Rouge est le sang de Sam Millar (Points)

Attention, Coup de cœur !

« Paul Goodman se sentait comme un condamné, tandis qu’il s’avançait vers l’abattoir à travers l’herbe détrempée. Un rosaire de nœuds s’accrochait à son estomac et le serrait un peu plus à chaque pas. La pluie et un froid vicieux lui pinçaient la peau. Un frisson involontaire lui parcourut l’échine et les boyaux à l’idée que, dans moins d’une minute, il serait à l’intérieur du bâtiment, à l’intérieur de l’énorme ventre de la bête. »

Paul Goodman est au chômage depuis un an. Le seul espoir qu’il lui reste est d’être embauché à l’abattoir. Quand il va passer les portes de ce gigantesque et inquiétant bâtiment, il ne sait pas qu’il va mettre les pieds dans son plus atroce cauchemar … et le lecteur avec lui.

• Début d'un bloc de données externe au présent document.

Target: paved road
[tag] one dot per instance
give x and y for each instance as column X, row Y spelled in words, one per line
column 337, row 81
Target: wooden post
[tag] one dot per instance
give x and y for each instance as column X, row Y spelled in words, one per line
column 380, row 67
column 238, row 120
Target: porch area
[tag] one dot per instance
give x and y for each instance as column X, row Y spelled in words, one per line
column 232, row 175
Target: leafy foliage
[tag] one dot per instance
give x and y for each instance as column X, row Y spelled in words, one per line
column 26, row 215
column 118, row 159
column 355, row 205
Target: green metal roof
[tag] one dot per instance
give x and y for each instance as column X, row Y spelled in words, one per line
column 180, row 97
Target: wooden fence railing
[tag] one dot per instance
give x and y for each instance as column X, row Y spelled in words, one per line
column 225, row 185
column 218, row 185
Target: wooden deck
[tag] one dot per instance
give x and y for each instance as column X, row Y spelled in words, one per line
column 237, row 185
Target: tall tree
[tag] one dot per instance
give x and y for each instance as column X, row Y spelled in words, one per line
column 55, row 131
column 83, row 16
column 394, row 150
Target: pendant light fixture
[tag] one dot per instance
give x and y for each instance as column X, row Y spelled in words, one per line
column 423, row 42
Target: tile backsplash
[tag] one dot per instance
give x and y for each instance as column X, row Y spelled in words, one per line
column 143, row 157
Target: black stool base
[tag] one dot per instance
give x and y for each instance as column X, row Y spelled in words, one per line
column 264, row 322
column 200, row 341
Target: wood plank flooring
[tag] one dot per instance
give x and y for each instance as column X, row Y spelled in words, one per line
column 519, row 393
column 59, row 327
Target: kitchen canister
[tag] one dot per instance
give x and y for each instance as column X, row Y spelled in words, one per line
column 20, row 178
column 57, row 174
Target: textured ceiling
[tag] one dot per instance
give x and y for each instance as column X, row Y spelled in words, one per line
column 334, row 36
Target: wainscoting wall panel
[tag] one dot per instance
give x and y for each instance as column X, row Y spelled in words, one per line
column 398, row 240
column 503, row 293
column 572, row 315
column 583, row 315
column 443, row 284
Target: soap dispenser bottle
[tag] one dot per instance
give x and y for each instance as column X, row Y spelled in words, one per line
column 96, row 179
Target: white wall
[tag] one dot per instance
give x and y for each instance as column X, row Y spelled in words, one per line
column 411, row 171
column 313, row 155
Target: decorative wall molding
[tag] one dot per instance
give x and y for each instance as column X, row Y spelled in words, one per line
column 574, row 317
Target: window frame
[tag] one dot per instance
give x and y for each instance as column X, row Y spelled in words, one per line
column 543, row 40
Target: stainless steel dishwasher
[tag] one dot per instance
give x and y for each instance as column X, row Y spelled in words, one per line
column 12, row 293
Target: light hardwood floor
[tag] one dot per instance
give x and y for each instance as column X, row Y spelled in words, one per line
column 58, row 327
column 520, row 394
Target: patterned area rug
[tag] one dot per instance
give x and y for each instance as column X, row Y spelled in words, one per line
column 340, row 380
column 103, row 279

Car Rouge est le sang (ou Redemption Factory édité en 2010 aux éditions Fayard) est avant tout une histoire de personnages, tous plus horribles et horrifiques les uns que les autres :

Il y a Shank le propriétaire de l’abattoir, le maitre des lieux, qui attire et emmène derrière lui toute une troupe de monstres, tout droit sortis de l’imagination délirante de l’auteur, un homme étrange, violent, sans état d’âme. Il a engendré deux filles, Violet, une psychopathe aussi belle qu’elle est dangereuse, et Geordie, une infirme affublée de prothèses pour ses jambes qui est aussi horrible de l’extérieur qu’elle est pure à l’intérieur.

Il y a Taps, l’homme de main de Shank, un pur tueur à gages, un homme de main à la fidélité à toute épreuve, un boucher qui aime la viande bien découpée, qu’elle provienne d’un animal ou d’un être humain.

Même Philip Kennedy, qui tient une boutique d’objets anciens et qui est le seul à ressembler à un être humain normal, est affublé d’une femme monstrueuse, sorte de bibendum couché sur son lit, recluse dans sa chambre en haut des escaliers poussiéreux, avec un esprit cynique et méchamment mortel.

Paul Goodman (Homme bon) est comme un extraterrestre dans ce monde d’horreurs, le seul à paraitre normal, à se faire un ami comme Lucky Short, un jeune homme malchanceux, qui porte son nom comme on porte son fardeau, car il ne sert à rien d’avoir de la chance pour se sortir d’un monde d’horreurs. Son seul rêve est de devenir un champion de snooker, son pire cauchemar est de proter le poids de son passé et de sa destinée.

La plume de Sam Millar est magnifique dans son épouvantable réalité, montrant des lieux aussi inquiétants qu’effrayants, nous plongeant dans une atmosphère lourde et poisseuse, nous faisant renifler des odeurs à base de fer et de sang, nous jetant à la figure des tableaux rouge sang dans des scènes hallucinantes et hallucinées.

Le choix des adjectifs sont effroyablement évocateurs, aussi bien avec les images que les odeurs ou les sons. Pour preuve ce nouvel extrait pioché au milieu du roman : « L’odeur lourde des bouses se mêlait à celle, enivrante, du foin et du grain moisi, et flottait dans l’air, presque visible, ponctuée par la puanteur âcre du sang frais ». Et on ne peut que rendre hommage à Patrick Raynal pour avoir rendu cette œuvre si monstrueusement belle.

Ce roman n’est pas seulement un roman fantastique (dans tous les sens du terme), surfant entre le roman noir, le roman d’horreur ou le fantastique. Il ressemble à un cauchemar que Sam Millar a longtemps porté en lui, une sorte de vision qu’il a de son pays, après une absence longue. Il pose la question de la rédemption, celle que Paul Goodman recherche après la disparition inexpliquée de son père, celle de Geordie envers son père, celle de Kennedy envers sa propre vie, celle que Sam Millar voudrait donner à son pays, celle que l’on ne veut pas lui accorder.

D’un roman très personnel, et pour autant très positif, car Sam Millar trouve dans chaque monstre peuplant ses scènes, des raisons d’y croire, de trouver la beauté, la pureté, il en a fait un tableau fait de plusieurs scènes marquantes, et a construit une œuvre au-delà de tout genre, au-delà de toute classification, unique, incroyable, d’une lecture presque biblique. Tous les ingrédients pour faire de ce roman un coup de cœur, un formidable coup de cœur.